In response to the proposed extension of UK copyright for recordings from 50 years to 95 years, Lawrence Lessig blogs on quantifying the value of the public domain pointing to this like-named paper by Rufus Pollock.
He also refers indirectly to an article by Eric Flint for Jim Baen’s Universe Copyright: How Long Should It Be? which concludes:
A century and a half ago [Thomas Macaulay in Parliament in 1841, when the issue of copyright was being hammered out] predicted–with perfect accuracy–exactly what would happen if the music recording industry in the late 20th century reacted to new technological developments by getting their stooges … to pass ever-more-burdensome laws forcing–or trying to force–their customers to accept their Royal Monopoly.
Read it and weep:
“I will only say this, that if the measure before us should pass, and should produce one-tenth part of the evil which it is calculated to produce, and which I fully expect it to produce, there will soon be a remedy, though of a very objectionable kind. Just as the absurd acts which prohibited the sale of game were virtually repealed by the poacher, just as many absurd revenue acts have been virtually repealed by the smuggler, so will this law be virtually repealed by piratical booksellers. At present the holder of copyright has the public feeling on his side. Those who invade copyright are regarded as knaves who take the bread out of the mouths of deserving men. Everybody is well pleased to see them restrained by the law, and compelled to refund their ill-gotten gains. No tradesman of good repute will have anything to do with such disgraceful transactions. Pass this law: and that feeling is at an end. Men very different from the present race of piratical booksellers will soon infringe this intolerable monopoly. Great masses of capital will be constantly employed in the violation of the law. Every art will be employed to evade legal pursuit; and the whole nation will be in the plot …

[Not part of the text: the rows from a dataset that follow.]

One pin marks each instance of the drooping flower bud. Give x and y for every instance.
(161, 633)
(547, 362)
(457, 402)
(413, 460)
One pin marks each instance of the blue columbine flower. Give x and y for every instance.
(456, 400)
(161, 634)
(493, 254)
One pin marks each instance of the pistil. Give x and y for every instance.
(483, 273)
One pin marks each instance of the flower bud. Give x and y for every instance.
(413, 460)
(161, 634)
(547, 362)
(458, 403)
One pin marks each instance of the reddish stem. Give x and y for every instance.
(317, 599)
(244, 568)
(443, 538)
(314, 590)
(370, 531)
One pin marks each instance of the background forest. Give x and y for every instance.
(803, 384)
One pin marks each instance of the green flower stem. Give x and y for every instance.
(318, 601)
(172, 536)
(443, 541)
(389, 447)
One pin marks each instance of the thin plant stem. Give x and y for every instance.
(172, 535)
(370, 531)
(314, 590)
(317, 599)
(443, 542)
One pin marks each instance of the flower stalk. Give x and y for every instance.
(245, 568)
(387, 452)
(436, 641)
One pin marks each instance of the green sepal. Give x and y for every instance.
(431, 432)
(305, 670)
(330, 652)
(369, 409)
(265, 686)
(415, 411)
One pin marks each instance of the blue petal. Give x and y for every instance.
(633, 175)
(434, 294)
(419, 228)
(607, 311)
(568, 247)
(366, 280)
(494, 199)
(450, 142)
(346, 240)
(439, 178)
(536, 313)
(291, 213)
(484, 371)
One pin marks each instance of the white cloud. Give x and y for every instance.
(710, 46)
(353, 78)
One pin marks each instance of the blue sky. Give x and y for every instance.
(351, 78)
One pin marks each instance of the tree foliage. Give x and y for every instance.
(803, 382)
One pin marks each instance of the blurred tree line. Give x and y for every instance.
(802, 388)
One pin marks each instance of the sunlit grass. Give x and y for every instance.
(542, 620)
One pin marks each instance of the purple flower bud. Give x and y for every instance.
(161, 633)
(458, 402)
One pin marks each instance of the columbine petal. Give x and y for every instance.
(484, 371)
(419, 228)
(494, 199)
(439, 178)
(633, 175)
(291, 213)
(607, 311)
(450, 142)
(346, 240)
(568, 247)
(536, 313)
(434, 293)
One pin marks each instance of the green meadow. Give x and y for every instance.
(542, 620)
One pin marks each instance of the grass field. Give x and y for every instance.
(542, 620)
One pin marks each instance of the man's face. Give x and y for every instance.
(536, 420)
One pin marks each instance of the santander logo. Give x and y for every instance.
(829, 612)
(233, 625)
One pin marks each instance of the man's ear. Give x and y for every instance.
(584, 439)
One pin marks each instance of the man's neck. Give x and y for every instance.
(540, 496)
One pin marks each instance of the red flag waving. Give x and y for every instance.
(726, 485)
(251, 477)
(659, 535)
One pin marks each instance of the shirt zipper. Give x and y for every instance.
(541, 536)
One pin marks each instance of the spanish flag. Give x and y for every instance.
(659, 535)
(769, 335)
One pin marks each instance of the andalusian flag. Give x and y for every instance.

Remember too that, when once it ceases to be considered as wrong and discreditable to invade literary property, no person can say where the invasion will stop. The public seldom makes nice distinctions. The wholesome copyright which now exists will share in the disgrace and danger of the new copyright which you are about to create. And you will find that, in attempting to impose unreasonable restraints on the reprinting of the works of the dead, you have, to a great extent, annulled those restraints which now prevent men from pillaging and defrauding the living.”
Flint also sets out two of Macaulay’s speeches in full.
All well worth reading.
Very true – only a shame I didn’t come across these when I was younger!